日本ハムの帽子をかぶり笑顔を見せる五十幡=26日午後7時15分、東京・中央大多摩キャンパス

 プロ野球ドラフト会議が26日に開かれ、栃木県関係3選手が支配下指名を受けた。中学時代に陸上短距離で全国2冠に輝き、「サニブラウンに勝った男」の異名を持つ佐野日大高出で中央大の五十幡亮汰(いそばたりょうた)外野手(21)は日本ハムから2位指名。埼玉県行田市内の自宅でドラフト会議の様子を見守った父雅弘(まさひろ)さん(54)は「ほっとした」と喜んだ。

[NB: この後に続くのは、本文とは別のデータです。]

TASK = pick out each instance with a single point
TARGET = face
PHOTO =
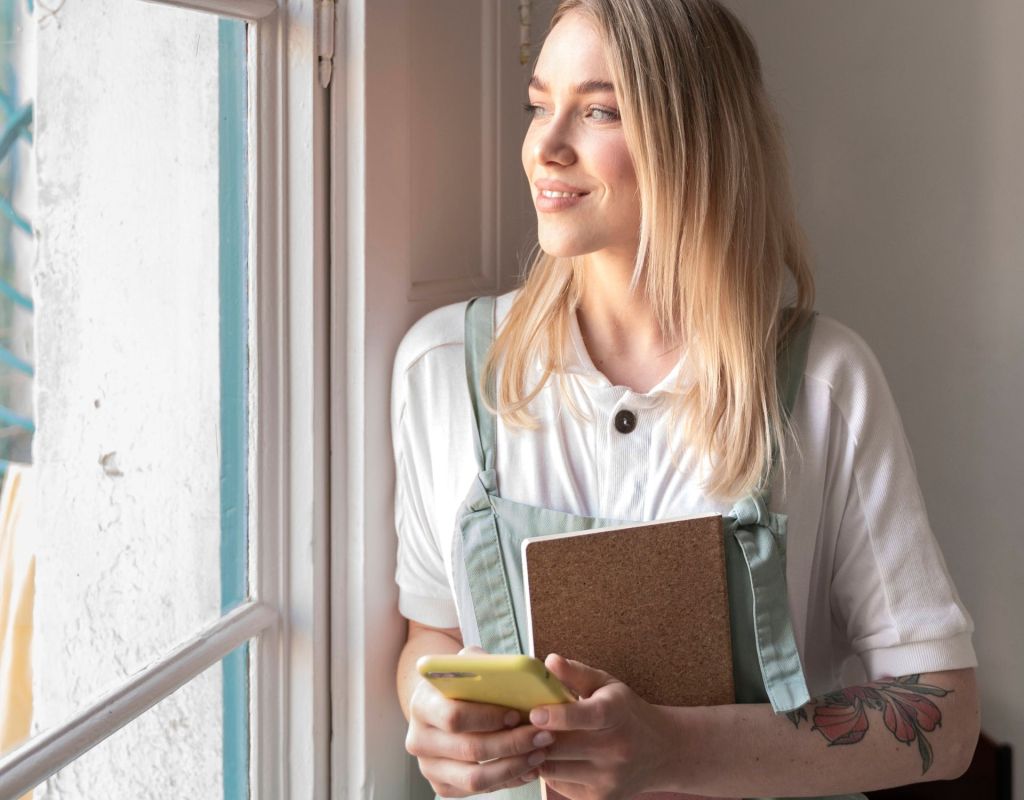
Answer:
(576, 144)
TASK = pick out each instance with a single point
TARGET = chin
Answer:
(563, 248)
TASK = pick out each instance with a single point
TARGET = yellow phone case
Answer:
(521, 682)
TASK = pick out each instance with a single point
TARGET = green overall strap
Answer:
(761, 536)
(479, 334)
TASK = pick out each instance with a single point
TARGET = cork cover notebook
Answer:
(648, 603)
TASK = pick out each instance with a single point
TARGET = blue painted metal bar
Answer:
(8, 211)
(6, 356)
(15, 296)
(18, 123)
(8, 417)
(233, 391)
(7, 107)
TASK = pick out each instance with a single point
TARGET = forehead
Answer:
(572, 52)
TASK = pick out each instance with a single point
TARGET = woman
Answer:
(645, 370)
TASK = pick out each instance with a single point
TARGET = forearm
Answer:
(422, 640)
(857, 740)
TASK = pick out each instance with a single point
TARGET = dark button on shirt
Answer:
(626, 421)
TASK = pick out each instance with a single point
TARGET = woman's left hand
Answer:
(610, 744)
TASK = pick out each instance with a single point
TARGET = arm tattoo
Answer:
(906, 711)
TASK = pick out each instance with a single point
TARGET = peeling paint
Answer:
(107, 461)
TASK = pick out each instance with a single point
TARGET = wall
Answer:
(127, 394)
(905, 122)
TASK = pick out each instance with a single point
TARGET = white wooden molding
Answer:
(47, 753)
(240, 9)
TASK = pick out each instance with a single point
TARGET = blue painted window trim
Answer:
(233, 390)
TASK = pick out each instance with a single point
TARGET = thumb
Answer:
(579, 677)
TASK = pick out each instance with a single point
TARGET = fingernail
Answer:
(543, 739)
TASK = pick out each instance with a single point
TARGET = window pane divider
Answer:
(49, 752)
(240, 9)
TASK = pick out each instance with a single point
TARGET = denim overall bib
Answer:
(487, 566)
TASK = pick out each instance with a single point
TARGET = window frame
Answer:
(287, 614)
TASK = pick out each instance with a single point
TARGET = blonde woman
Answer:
(662, 344)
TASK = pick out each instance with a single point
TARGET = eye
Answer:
(610, 116)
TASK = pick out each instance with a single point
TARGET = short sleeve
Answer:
(891, 590)
(424, 593)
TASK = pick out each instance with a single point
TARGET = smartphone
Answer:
(520, 682)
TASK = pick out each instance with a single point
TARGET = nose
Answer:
(552, 144)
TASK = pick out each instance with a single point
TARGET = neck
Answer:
(620, 328)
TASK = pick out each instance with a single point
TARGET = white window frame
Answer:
(287, 615)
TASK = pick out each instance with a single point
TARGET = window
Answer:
(173, 519)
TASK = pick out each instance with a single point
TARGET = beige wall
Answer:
(905, 122)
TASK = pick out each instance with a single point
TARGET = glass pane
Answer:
(174, 750)
(124, 506)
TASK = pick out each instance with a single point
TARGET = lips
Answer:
(558, 185)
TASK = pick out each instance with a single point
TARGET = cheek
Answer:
(616, 165)
(524, 154)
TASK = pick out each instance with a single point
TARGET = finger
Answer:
(577, 746)
(595, 713)
(475, 779)
(475, 748)
(583, 679)
(566, 789)
(568, 777)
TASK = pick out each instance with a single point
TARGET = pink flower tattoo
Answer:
(906, 711)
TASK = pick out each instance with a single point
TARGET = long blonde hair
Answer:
(718, 234)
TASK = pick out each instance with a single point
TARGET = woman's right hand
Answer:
(469, 748)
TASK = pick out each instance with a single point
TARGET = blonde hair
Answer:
(718, 235)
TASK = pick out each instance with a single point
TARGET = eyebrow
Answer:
(587, 87)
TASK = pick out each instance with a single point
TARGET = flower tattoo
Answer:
(906, 711)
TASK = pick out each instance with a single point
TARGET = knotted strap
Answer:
(761, 537)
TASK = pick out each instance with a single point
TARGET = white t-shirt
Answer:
(864, 574)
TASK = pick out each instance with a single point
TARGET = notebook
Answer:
(646, 602)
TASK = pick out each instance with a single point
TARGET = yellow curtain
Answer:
(17, 588)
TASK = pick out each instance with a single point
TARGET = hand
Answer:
(471, 748)
(610, 744)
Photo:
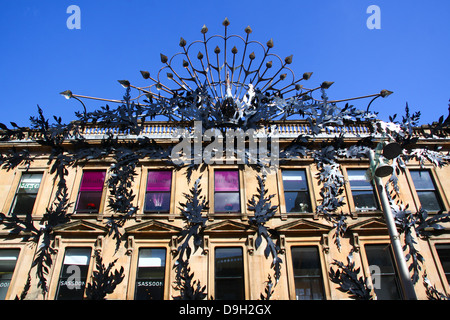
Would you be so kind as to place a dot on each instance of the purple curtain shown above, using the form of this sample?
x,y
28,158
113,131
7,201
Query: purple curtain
x,y
159,181
93,181
226,181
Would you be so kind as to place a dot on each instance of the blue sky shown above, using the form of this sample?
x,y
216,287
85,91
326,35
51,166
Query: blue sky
x,y
41,57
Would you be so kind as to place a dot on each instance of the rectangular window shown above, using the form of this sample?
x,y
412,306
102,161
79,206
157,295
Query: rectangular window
x,y
26,194
91,189
443,251
426,190
362,191
386,283
226,191
307,273
157,197
72,280
296,194
8,260
150,274
229,274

 五十幡の母恵子(けいこ)さんは小学3年生の時に、がんで他界。雅弘さんは「野球する姿を見るのが大好きだった。もっと見たかっただろうな」と思いをはせ、「周囲に感謝の気持ちを持って、夢を与えられる選手になってほしい」とエールを送った。

 高校時代の関係者も喜びに包まれた。監督で指導した松本弘司(まつもとひろし)さん(68)は「当時から足も速いし肩も良かった。プロでも自分をしっかり持って、けがなく活躍してほしい」。同期で東京経済大4年中山和哉(なかやまかずや)さん(22)は「結果が出ずにつらい時期も、副主将として常にチームを第一に考えてくれた。日本を代表する選手になれると信じている」とプレーを心待ちにした。

 記者会見で「盗塁王を取りたい」と話した五十幡。作新学院高出の中央大1年、石井巧(いしいたくみ)さん(18)は「練習から意識が高く、こういう人がプロになるんだと感じていた。自慢の足でかき回してほしい」と活躍を期待した。